難聴者の生活

難聴者の日々の生活から、人工内耳など難聴者のコミュニケーション、聴覚障害者の制度改革について語る。

顕在化しない補聴器難民

2008年04月24日 09時17分18秒 | 生活
080420_1407~001.jpg080417_0841~001.jpg新しい補聴器の装用には、時間がかかる。

1.補聴器を使おうとするまでに時間がかかる。
難聴を自覚したり、家族など周囲に指摘されても、聞こえないことの障害を理解していない社会や対策の欠如がある現状では難聴はマイナスイメージとなり、受容しにくい。
またすぐ医者や補聴器店には行かない。痛みや実質的な損失が生じないしばらく様子をみることにしてしまいがちだ。

2.補聴器を選定するまでに時間がかかる。
補聴器を購入しようと決めても、診察を受けた医師から障害者自立支援法の補助制度を紹介されたりすれば、福祉事務所に行き申請の手続きをしなければならない。
各社から各種の補聴器が販売されているがアナログとデジタルの違い、メーカーによる音質や補聴理論の違いにより、その聞こえはまちまちだ。
何を基準にどれを選定すれば良いのか公表されたものはないなら判断に迷う。
補聴器を購入して、使い始めるまでに時間がかかる。

3.補聴器の音に慣れるまで時間がかかる。
補聴器から聞こえる音は大きく聞こえるので、最初は喜ぶがすぐその音がうるさいとか明瞭に聞こえないことが分かり、調整を求めれば良いが、きちんとした説明がないと諦めて使わなくなる。
補聴器の調整を適切にしても、脳が聞いた音(オン)が何を意味か理解し、記憶する(学習)まで時間がかかる。

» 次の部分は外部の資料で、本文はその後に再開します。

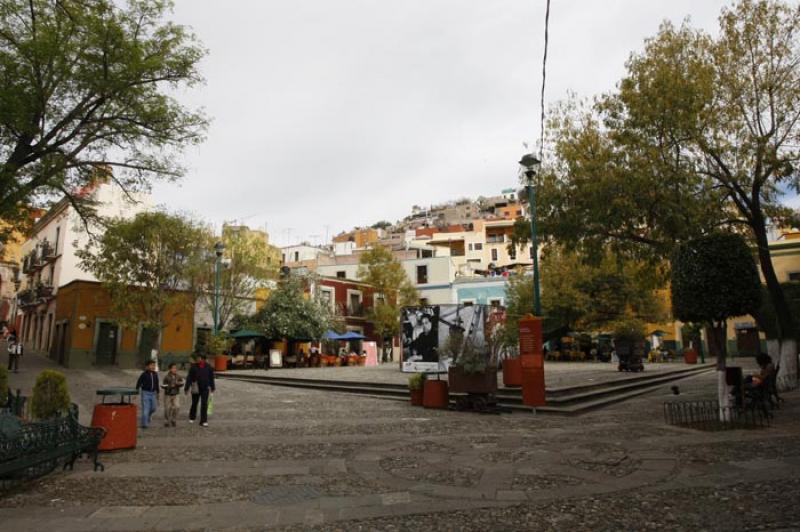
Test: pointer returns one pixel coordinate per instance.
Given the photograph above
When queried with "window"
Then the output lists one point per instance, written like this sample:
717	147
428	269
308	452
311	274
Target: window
326	296
422	275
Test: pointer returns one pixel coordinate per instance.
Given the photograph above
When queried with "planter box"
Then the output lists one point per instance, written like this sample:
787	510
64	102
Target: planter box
461	382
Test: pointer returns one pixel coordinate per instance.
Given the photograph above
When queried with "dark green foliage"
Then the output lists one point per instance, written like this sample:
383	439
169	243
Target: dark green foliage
289	314
714	278
765	316
50	395
87	86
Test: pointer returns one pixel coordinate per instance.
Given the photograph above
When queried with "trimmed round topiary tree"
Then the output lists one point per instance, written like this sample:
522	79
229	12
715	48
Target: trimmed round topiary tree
50	395
714	278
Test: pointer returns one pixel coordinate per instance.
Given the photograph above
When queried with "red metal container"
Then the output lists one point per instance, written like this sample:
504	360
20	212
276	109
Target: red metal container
120	422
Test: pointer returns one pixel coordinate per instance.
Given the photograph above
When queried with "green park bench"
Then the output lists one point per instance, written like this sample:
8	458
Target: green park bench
32	449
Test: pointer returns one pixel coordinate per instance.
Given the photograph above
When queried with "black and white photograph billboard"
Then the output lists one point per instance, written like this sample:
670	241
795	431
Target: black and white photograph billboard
427	331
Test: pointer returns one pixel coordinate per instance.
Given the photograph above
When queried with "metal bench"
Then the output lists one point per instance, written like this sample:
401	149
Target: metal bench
29	450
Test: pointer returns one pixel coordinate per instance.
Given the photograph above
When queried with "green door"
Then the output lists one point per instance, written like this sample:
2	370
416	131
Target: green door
107	344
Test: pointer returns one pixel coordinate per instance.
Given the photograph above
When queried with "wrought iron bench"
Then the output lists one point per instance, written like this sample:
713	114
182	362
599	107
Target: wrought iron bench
28	450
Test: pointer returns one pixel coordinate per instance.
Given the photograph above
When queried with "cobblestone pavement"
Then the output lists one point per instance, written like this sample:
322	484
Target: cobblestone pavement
557	374
292	459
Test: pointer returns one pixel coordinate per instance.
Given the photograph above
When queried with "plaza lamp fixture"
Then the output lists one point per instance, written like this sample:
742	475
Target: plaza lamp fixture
219	249
530	165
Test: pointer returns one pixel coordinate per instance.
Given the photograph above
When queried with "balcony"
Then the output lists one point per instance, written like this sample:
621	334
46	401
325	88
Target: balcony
44	291
26	298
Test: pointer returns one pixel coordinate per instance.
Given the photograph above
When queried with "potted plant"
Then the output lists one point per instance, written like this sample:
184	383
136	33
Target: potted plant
629	344
416	384
218	345
474	370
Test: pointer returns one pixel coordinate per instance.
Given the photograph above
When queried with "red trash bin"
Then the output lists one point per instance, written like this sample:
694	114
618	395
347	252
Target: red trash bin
119	419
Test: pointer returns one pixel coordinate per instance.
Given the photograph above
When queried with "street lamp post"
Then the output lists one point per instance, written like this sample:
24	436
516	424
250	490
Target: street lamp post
530	165
219	249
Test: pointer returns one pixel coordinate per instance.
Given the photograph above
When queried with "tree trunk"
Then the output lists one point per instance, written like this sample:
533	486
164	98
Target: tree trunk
785	320
717	345
787	377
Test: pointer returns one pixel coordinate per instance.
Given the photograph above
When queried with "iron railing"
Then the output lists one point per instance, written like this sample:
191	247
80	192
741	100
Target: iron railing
708	415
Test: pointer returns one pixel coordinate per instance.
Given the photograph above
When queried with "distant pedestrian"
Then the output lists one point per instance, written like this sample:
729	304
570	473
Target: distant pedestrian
148	390
15	351
201	383
172	385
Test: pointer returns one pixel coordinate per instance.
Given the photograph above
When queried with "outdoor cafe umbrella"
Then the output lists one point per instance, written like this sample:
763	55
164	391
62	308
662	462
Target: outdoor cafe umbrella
352	335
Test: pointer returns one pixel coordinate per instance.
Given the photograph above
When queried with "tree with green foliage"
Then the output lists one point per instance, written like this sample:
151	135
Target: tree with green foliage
88	85
702	133
291	314
584	295
50	396
151	266
714	279
379	268
248	266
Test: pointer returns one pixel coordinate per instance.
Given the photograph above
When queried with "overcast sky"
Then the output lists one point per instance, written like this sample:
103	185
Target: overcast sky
329	114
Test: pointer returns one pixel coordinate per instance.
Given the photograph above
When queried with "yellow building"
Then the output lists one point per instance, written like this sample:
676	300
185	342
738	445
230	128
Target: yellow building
361	237
86	334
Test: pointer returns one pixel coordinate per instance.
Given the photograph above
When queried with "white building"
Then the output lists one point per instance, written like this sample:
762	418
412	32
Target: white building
49	257
299	253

4.補聴器の適する場面と適さない場面があることを理解するのに時間がかかる。
うるさい所や何人もの人が同時に話す場合は補聴器では聞き取れない。
補聴器のボリュウムを下げたり、耳を澄ませたりして聞き取ろうとするが、聞き分けられずあきらめてしまう。

5.聞きやすい環境を要求するのに時間がかかる。
 自分に聞きやすいように話してもらったり、静かな場所へ誘導したり求めることが出来るようになるには、そのことが自分の障害を克服するための自らの最低限の義務であり、環境形成は権利と言う意識がないと出来ない。


これだけハードルが高いと、補聴器を装用してQOLを高めることの出来ない難聴者が多いのも無理はない。
施策の不十分さ、社会の無理解による補聴器難民だ。